Learning Selective Merge Policies for Deadline-Constrained Coded Caching via Deep Reinforcement Learning

In the coded caching, the server uses the cached information at the users to serve multiple users in parallel with a single coded multi-casting message or packet, that is, a merged packet, and thus mitigates the peak network congestion. In order to deliver the timely messages to the users in the deadline-driven applications like the video streaming, we must determine online the messages to be merged for the delivery, as there is a time limit for each request. It is important to note that while the merging aids the current coded multi-casting packet, it could harm the future deliveries. Our solution employs the deep reinforcement learning to view the coded multi-casting delivery as a masked action-discrete state control problem, and our policy network, trained via the proximal policy optimization, performs better than SACM++. On the uniform-demand benchmark, our policy network reduces the broadcast-packet expiration ratio $ρ$ by $40.9\%$ ($0.208$ vs.\ $0.352$) with respect to the best coded multi-casting baseline (SACM++), while also attaining the best broadcast-efficiency score $σ$ across the Track~A battery among the coded multi-casting methods. One noteworthy phenomenon here is that, for the applications with stricter deadlines, the merging becomes selective instead of aggressive, since the policy network selectively merges at approximately $31.8\%$ of the chances, even though the same observation holds across the variations within the same simulator family. The focus of our design is on the efficient pairwise XOR merging, where the higher-order ($K{\ge}3$) coding can be considered as a natural generalization left for future work.

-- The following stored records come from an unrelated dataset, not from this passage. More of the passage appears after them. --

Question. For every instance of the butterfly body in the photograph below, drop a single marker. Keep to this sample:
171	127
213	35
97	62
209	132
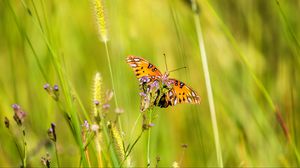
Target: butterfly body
157	88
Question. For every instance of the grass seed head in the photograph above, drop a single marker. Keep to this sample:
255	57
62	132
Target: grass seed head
97	94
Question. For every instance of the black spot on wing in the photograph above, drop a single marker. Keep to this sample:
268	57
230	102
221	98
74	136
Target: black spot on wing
150	65
181	85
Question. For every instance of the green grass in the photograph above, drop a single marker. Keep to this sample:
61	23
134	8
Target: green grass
252	50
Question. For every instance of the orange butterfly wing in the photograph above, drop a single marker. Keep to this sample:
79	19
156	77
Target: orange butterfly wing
181	93
142	67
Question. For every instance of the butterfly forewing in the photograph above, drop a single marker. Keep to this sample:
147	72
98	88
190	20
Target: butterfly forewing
181	93
177	92
142	67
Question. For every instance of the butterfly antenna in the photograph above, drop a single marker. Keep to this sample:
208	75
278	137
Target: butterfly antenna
178	69
166	62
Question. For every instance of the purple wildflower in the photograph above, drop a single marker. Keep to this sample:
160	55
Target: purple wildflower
19	115
52	132
86	125
144	79
106	106
96	102
55	87
47	86
6	122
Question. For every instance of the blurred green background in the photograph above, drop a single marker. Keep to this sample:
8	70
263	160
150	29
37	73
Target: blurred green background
265	32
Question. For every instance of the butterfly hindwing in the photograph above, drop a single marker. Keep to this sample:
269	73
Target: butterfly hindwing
142	67
169	92
181	93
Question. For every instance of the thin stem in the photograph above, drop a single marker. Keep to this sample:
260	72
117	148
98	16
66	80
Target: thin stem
113	83
56	154
208	87
134	126
25	148
149	138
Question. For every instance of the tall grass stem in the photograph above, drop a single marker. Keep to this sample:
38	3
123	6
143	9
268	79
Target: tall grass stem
208	86
113	83
149	139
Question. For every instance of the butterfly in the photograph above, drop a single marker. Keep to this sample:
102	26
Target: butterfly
175	91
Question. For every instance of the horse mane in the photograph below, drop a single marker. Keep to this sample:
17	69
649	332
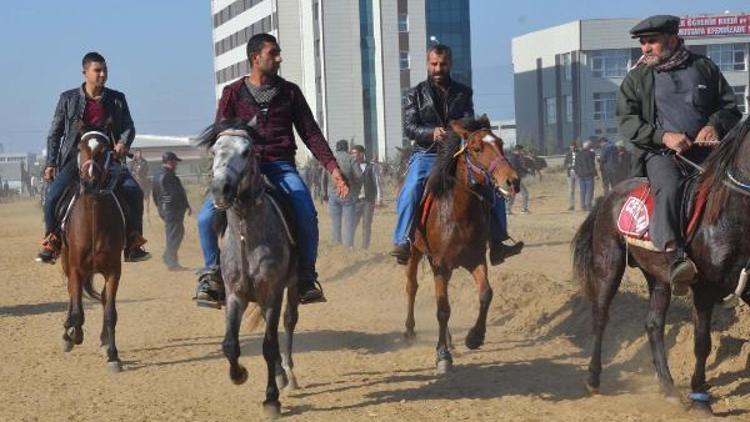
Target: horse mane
209	135
718	163
442	178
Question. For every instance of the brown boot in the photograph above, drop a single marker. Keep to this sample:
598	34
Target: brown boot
134	251
50	249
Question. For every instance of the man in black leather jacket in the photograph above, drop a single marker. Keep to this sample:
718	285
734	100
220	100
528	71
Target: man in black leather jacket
428	109
90	106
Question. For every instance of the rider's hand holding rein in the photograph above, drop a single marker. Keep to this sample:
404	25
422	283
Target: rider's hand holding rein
342	189
676	141
49	173
121	150
707	135
438	134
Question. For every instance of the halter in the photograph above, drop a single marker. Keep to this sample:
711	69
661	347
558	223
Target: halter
476	168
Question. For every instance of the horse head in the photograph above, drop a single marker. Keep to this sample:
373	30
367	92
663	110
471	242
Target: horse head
94	153
485	156
235	168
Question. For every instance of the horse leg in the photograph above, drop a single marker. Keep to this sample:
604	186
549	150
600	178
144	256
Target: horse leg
704	305
231	345
660	296
73	334
412	285
110	320
291	316
444	358
612	266
475	338
272	406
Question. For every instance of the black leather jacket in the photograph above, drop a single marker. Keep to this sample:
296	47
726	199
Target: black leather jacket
421	117
62	141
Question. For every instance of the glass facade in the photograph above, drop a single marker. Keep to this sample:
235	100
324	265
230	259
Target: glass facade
367	48
449	22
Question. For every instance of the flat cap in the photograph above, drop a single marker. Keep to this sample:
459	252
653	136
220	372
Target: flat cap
169	156
657	24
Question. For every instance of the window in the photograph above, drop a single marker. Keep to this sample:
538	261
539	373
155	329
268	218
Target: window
550	105
403	23
567	67
604	105
609	63
404	60
729	57
740	98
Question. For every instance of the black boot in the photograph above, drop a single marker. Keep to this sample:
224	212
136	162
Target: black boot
402	253
500	251
682	273
309	289
210	292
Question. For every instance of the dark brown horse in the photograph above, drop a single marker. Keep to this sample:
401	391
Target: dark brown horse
93	241
719	248
454	228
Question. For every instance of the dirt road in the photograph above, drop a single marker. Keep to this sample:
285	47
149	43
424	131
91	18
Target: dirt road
351	361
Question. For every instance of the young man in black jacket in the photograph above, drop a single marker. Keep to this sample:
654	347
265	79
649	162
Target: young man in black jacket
171	201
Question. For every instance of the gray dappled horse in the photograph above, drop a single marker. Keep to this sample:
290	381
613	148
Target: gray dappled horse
257	255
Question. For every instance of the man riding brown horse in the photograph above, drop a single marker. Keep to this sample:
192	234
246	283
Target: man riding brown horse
671	100
427	109
92	106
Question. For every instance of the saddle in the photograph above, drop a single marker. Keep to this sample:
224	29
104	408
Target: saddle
635	216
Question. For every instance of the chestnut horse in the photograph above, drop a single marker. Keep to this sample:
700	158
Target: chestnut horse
454	227
719	248
93	241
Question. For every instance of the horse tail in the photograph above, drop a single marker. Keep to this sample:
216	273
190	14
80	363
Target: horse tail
583	253
88	287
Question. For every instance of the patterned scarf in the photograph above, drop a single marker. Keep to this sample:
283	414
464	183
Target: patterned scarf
264	94
677	59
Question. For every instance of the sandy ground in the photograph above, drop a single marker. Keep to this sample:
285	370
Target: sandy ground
351	361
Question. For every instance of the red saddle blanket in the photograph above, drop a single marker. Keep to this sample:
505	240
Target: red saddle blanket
635	215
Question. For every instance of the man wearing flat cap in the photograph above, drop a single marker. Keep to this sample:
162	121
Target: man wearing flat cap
171	201
671	102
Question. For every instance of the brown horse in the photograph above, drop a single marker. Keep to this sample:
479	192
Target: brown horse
94	238
453	230
719	248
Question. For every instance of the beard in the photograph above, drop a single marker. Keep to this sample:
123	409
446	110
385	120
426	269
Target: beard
657	59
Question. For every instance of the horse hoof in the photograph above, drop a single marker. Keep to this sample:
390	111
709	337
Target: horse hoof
115	366
272	409
293	385
444	366
281	381
591	389
238	374
474	340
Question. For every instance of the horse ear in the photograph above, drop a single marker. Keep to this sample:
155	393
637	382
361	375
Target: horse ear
253	123
460	130
484	121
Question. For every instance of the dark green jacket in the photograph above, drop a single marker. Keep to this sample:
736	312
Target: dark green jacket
636	108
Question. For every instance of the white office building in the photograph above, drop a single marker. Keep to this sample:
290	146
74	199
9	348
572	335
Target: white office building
566	77
352	59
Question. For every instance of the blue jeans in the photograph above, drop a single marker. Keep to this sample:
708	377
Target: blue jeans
283	174
342	208
498	220
207	234
587	191
420	166
128	189
407	204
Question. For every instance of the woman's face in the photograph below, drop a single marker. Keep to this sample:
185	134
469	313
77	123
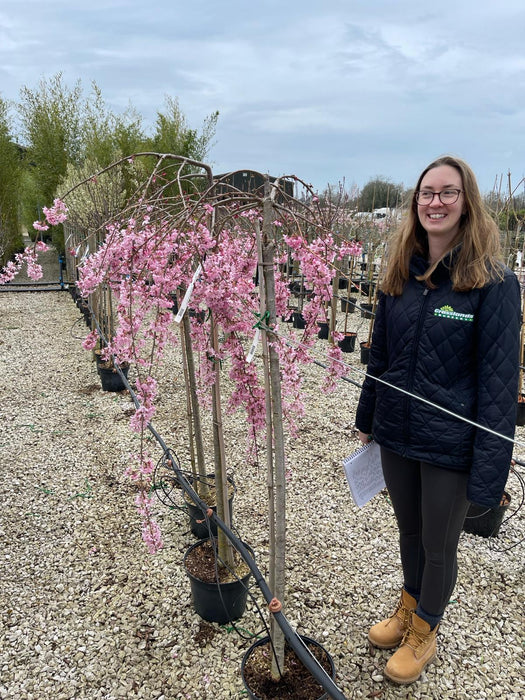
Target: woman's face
438	219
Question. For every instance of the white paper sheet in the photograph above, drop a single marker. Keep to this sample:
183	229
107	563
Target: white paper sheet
364	473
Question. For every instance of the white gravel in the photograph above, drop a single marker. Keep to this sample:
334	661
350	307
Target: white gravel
86	612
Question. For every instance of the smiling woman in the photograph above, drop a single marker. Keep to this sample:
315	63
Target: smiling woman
440	208
446	335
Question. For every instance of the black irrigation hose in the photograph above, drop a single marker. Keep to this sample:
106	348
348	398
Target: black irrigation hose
291	636
295	642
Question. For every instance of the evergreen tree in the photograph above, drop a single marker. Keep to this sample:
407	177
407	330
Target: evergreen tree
10	180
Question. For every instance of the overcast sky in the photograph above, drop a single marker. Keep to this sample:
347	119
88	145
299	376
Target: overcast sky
329	90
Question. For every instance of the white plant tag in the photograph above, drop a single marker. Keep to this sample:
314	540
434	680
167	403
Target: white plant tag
187	296
253	348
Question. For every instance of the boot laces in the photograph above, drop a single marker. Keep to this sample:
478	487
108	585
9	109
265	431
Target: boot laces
414	639
403	614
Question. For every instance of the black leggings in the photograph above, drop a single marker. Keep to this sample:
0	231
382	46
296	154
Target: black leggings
430	504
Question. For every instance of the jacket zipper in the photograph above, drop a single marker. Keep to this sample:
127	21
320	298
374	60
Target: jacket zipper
413	359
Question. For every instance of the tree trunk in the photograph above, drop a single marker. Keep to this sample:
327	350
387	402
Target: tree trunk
279	482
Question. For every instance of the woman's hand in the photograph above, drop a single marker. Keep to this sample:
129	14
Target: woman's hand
364	438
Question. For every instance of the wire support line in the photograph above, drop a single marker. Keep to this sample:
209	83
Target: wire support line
422	399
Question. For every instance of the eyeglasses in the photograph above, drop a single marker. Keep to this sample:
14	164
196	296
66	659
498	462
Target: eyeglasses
445	196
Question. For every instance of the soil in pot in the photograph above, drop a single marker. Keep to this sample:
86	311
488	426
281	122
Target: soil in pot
218	593
297	682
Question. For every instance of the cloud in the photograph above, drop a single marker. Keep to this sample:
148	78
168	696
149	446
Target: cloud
343	90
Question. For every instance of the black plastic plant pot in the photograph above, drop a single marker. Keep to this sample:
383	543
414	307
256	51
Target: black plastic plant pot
218	602
483	521
322	334
520	416
111	379
366	310
347	344
365	352
200	525
259	687
298	320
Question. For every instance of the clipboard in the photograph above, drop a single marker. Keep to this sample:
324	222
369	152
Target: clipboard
364	473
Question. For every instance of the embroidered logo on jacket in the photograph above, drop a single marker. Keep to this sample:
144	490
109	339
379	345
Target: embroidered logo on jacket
448	312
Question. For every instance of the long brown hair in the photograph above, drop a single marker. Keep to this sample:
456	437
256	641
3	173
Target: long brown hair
477	261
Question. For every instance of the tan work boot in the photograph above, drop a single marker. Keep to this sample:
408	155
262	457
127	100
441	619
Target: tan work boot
417	650
388	633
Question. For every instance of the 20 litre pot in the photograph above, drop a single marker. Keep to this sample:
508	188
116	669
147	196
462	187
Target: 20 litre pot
484	521
297	680
214	601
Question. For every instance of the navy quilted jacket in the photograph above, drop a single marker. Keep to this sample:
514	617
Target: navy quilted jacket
459	350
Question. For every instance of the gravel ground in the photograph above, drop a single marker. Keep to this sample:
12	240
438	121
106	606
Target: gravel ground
86	612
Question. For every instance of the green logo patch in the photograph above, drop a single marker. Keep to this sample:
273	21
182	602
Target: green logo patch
448	312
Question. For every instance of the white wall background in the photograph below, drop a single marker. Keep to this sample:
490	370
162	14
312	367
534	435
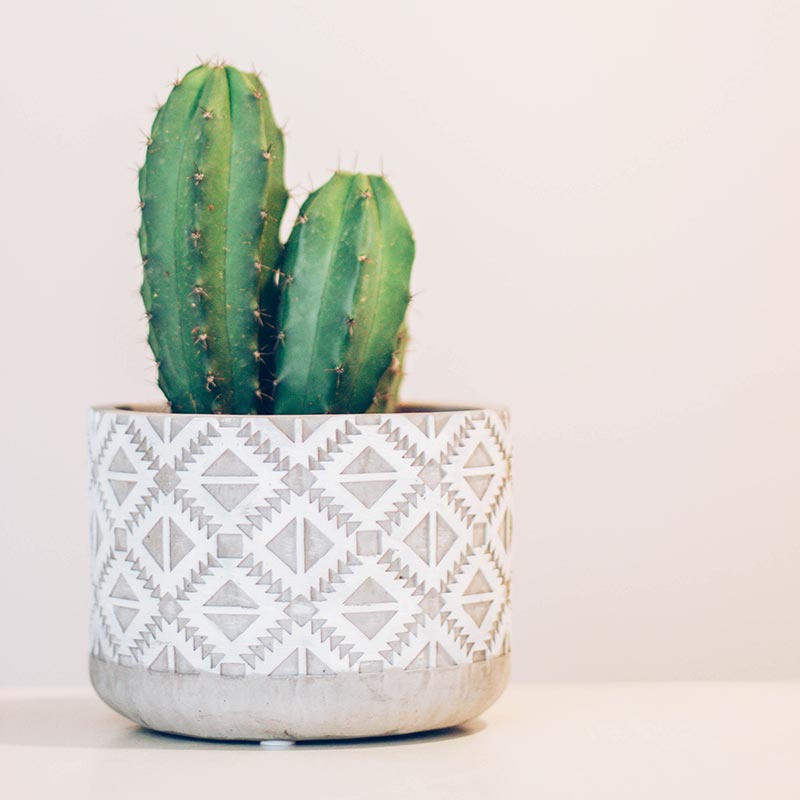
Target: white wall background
605	197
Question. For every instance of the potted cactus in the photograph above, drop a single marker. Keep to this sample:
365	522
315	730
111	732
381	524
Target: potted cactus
283	552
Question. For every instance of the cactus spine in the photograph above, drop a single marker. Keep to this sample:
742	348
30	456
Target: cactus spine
212	196
345	276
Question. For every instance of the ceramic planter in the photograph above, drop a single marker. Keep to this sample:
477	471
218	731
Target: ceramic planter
299	577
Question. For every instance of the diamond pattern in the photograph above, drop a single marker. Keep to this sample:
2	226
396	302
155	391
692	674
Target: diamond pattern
299	546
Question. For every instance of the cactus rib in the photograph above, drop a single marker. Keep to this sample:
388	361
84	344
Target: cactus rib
212	195
345	273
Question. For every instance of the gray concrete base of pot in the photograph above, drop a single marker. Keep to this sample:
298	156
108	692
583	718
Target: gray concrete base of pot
344	705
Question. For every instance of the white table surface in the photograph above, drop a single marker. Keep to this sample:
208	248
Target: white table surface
716	741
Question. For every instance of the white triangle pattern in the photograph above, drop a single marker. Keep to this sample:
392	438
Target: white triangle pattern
300	547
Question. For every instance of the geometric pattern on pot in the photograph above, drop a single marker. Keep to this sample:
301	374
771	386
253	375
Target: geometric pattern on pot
305	545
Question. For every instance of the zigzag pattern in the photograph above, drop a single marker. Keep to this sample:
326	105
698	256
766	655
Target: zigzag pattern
299	545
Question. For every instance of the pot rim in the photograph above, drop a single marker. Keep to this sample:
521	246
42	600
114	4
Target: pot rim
405	410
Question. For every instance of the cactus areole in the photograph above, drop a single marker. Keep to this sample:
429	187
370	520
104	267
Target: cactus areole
239	324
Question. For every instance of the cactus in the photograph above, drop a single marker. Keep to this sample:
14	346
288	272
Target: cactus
345	289
387	395
212	196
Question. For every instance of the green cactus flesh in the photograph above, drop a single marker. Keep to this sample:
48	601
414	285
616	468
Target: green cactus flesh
345	282
387	395
212	196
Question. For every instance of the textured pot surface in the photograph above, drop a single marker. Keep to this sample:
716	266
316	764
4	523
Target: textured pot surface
300	577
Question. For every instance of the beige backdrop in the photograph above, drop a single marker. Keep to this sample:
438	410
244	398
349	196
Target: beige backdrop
605	197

翻译：在编码缓存中，服务器利用用户端的缓存信息，通过单个编码多播消息或数据包（即合并数据包）并行服务多个用户，从而缓解峰值网络拥塞。为在视频流等截止时间驱动的应用中向用户及时传递消息，我们必须在线确定待合并传输的消息，因为每个请求都有时间限制。需特别注意的是，虽然合并有助于当前编码多播数据包，但可能损害未来传输。我们的解决方案采用深度强化学习，将编码多播传输视为掩码动作-离散状态控制问题，并通过近端策略优化训练的策略网络性能优于SACM++。在均匀需求基准测试中，相比最优编码多播基线（SACM++），我们的策略网络将广播数据包过期率$ρ$降低了$40.9\%$（$0.208$对比$0.352$），同时还在Track~A测试集上取得了编码多播方法中最佳的广播效率得分$σ$。值得关注的现象是，对于截止时间更严格的应用，合并策略会从激进型转变为选择型——策略网络仅在约$31.8\%$的机会中进行选择性合并，即便同一模拟器家族内的变体也呈现相同规律。本设计重点在于高效的成对XOR合并，而高阶（$K{\ge}3$）编码可视为自然扩展，留待未来研究。